A great talk by Dan Luu on files. Dan also has two great posts on his website Files are fraught with peril and Filesystem error handling. My key takeaways.
Files are literally impossible to use safely and correctly on modern computers.
If you really care about data integrity, you should put the data in a database instead of on disk. The database designers almost certainly put more thought and care into ensuring data integrity on disk than you have time to do. sqlite
is particularly good.
On big problem is fsync
, the command normally used to flush a file’s dirty pages to stable storage. This command serves the dual purpose of working as a fence instruction to prevent reordering or writes, but it is also an instruction to clear all caches. Programmers often need to prevent reordering or writes, but rarely want to clear all caches. The result is that code often needs to liberally call fsync
in order to be correct, but code that liberally calls fsync
often has terrible performance.
Personally, I (Jon Shea, not Dan Luu) have found the sqlite “Technical and Design Documentation” to be exceptional. The doc for “Atomic Commit In SQLite” is the only in-depth tutorial I have ever found on designing practical, correct on-disk data structures, and “SQLite Query Optimizer Overview” is an outstanding introduction to database query optimizers.

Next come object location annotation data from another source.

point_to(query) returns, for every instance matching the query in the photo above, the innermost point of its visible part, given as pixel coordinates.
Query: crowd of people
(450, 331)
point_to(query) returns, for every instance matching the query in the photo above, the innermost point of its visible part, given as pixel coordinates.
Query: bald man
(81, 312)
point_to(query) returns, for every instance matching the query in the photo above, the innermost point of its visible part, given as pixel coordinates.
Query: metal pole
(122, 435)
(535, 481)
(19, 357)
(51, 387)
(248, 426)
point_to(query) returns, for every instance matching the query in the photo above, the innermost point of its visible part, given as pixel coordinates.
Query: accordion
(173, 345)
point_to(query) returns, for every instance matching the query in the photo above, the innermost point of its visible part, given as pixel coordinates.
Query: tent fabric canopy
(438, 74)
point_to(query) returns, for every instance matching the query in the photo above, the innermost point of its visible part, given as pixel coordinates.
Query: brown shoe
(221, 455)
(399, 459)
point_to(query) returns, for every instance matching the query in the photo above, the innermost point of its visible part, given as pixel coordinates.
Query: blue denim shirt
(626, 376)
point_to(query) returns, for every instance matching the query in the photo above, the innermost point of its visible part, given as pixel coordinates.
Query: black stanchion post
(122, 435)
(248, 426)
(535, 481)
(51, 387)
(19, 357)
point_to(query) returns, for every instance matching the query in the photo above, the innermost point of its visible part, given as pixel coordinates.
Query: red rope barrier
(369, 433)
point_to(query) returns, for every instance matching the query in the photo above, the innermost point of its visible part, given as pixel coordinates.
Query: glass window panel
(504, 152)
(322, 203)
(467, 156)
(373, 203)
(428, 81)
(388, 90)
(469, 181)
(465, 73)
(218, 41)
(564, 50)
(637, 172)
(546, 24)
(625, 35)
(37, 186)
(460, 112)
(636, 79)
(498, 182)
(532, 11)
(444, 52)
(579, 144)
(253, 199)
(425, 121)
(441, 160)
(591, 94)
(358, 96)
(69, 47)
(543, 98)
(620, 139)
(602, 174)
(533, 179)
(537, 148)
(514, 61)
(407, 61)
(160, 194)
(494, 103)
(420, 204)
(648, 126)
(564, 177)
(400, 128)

Two misguided workarounds that are commonly suggested are (1) write your data in a new file and rename
it into place, or (2) only append
to existing files. Neither of these actions are safe. rename
is usually atomic when the source and destination reside on the same filesystem during normal operation, but but it offers no atomicity guarantee across sudden power loss and can fail if the destination already exists. append
neither prevents reordering nor guarantees atomicity on crashes.